When performed correctly, this drill can be quite physically demanding. Since performing countless wrestling drills can become monotonous, some coaches like to inject a minuscule competitive spirit into their drills. This is one of those drills that functions positively well as a mini-competition, with the winner of each pair facing off with a winner of other pair until only one wrestler remains victorious.
Grabber-and-Go
Next is the "Grabber" drill, which is great for building upper-body strength. To begin the drill, two wrestlers stand facing each other in their regular stances. At the sound of the coach's whistle, both try to get their opponent in a body lock or to get behind their opponent while remaining in an upright, standing position.

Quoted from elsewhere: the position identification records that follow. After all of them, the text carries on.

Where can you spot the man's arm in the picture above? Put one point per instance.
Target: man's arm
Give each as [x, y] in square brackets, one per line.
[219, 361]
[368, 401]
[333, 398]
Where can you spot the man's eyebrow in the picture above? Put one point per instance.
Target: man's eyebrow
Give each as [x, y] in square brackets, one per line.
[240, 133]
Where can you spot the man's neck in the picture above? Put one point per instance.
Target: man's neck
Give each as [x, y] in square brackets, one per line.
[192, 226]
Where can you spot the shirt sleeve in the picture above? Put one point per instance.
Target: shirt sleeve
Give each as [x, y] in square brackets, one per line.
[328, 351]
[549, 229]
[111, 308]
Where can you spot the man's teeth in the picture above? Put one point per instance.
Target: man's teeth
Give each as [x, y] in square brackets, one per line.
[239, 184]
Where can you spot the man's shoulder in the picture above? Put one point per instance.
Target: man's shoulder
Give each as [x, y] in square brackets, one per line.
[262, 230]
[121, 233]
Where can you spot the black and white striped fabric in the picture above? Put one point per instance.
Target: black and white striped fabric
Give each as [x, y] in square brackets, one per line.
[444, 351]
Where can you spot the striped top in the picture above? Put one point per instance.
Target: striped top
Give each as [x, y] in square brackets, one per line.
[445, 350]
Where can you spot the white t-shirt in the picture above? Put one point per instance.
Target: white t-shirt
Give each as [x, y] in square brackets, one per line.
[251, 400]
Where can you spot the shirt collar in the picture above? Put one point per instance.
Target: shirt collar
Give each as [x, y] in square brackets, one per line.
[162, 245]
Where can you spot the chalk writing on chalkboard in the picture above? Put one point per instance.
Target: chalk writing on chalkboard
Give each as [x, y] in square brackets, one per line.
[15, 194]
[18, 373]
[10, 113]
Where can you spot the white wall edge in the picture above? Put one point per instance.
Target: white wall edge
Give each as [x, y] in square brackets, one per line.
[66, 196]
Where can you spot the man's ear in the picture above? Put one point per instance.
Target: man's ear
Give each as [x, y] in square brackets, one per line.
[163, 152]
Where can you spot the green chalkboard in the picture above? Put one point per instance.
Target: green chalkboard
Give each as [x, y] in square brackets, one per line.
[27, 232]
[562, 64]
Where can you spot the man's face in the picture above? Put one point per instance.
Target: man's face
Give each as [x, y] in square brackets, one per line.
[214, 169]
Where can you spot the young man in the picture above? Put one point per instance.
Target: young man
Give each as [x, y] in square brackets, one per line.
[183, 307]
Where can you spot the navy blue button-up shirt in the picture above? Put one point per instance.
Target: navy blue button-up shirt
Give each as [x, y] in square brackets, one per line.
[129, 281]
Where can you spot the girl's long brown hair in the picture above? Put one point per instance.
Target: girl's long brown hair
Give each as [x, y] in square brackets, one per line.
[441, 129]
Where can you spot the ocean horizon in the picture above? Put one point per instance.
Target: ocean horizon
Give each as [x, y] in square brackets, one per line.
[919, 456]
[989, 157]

The best moves for winning this drill are the duck under, arm drag to body lock, or the wrist lock. Some coaches will allow head locks for this drill as well. perform this drill for 3 sessions of 30 seconds in length, allowing at least a 10-20 second rest between sessions.
A Fine Balance
This next drill called "Hopper" is a uncomplicated yet productive way of helping wrestlers form and utter their balance. To begin the drill, two wrestler stand facing each other in their regular stances. At the sound of the coach's whistle, one wrestler grabs and holds their partner's foot at waist level. They are permitted to move the foot as much as inherent without bringing it above chest level.
The goal of this drill is for the wrestler on one foot to constantly readjust their balance to avoid falling to the mat. Run this drill for 2-3 sessions of no more than 20 seconds, as it is quite tiring for the wrestler on one foot.